If weight loss magnitude is the primary goal and cost/access is not a barrier: the evidence favours tirzepatide. The SURMOUNT-5 data is definitive on this point.
If cardiovascular risk reduction is the primary goal: semaglutide's SELECT trial data is more established. Tirzepatide will likely produce comparable cardiovascular benefits but the large-scale trial data isn't yet complete.
If you're already on semaglutide with good results and tolerability: there's no strong reason to switch. A 13.7% weight loss is clinically meaningful. The incremental benefit of tirzepatide (~6.5 percentage points more) may or may not be worth the transition for someone already responding well.
If cost is the primary constraint: the LillyDirect self-pay vial programme makes tirzepatide unexpectedly accessible at $299–$499/month — currently the most affordable regulated route to a GLP-1 drug for cash-pay patients.
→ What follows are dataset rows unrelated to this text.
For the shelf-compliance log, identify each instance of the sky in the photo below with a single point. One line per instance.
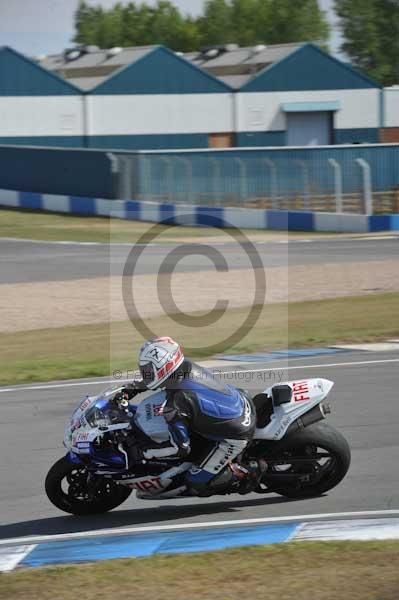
(37, 27)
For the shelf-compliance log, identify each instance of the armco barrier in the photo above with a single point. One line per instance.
(199, 215)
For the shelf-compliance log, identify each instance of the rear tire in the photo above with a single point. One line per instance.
(317, 436)
(110, 494)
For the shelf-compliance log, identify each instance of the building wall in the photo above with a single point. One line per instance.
(391, 107)
(34, 119)
(158, 121)
(260, 117)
Both drugs require ongoing use to maintain results. The SURMOUNT-4 trial confirmed significant weight regain occurs when treatment is stopped. These are long-term medications, not short courses. Discuss duration and monitoring with a healthcare provider before starting either drug.
Muscle loss — the underappreciated challenge
Both drugs produce weight loss that includes lean mass alongside fat mass. Without active intervention, DEXA data from clinical users shows lean mass losses of 25–40% of total weight lost. For most users this represents 3–5kg of muscle over a typical treatment course.
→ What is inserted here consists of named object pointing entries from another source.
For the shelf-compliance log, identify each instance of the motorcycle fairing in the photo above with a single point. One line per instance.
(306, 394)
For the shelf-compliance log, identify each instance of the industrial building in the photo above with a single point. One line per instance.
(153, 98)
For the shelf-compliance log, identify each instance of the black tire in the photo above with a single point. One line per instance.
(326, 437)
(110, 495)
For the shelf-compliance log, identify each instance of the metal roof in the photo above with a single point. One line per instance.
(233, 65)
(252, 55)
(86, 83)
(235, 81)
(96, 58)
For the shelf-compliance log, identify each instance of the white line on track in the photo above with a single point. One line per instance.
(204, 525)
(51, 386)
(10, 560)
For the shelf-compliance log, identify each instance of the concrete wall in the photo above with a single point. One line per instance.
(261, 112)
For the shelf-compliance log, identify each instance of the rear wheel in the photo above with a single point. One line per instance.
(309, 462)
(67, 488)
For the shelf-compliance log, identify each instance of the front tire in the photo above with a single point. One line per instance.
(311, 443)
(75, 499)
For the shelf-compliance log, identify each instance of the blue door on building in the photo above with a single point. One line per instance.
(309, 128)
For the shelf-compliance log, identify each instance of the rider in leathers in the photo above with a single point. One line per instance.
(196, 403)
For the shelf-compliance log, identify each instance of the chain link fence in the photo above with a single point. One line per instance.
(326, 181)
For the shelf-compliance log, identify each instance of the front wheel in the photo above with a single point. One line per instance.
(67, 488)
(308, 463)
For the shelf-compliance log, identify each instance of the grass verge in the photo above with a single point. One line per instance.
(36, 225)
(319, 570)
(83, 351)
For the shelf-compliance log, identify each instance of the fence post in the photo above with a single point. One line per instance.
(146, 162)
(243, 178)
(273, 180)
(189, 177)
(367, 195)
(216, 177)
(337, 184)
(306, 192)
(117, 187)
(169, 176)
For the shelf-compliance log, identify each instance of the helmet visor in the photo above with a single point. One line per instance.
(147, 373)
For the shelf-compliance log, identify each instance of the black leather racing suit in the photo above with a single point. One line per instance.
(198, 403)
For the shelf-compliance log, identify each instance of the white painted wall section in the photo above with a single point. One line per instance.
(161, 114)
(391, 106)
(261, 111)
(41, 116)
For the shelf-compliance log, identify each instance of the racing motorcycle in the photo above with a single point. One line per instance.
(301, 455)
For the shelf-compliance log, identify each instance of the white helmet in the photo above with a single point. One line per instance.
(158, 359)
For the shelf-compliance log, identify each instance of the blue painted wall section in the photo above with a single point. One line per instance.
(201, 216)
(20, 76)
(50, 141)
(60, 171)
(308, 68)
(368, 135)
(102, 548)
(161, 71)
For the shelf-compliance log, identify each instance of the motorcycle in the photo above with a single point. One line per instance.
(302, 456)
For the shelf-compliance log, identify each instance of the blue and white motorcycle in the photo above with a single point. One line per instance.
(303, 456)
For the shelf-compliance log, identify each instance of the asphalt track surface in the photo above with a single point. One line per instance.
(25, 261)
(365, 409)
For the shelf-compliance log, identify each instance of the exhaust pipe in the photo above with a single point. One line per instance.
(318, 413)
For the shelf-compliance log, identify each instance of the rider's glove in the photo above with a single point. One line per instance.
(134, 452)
The practical implication: protein intake of at least 1.6g/kg of body weight per day and resistance training at least 3 times per week are not optional add-ons — they are the difference between improved body composition and becoming a lighter but weaker version of your starting point. Some practitioners also stack GH-axis peptides to support lean mass preservation.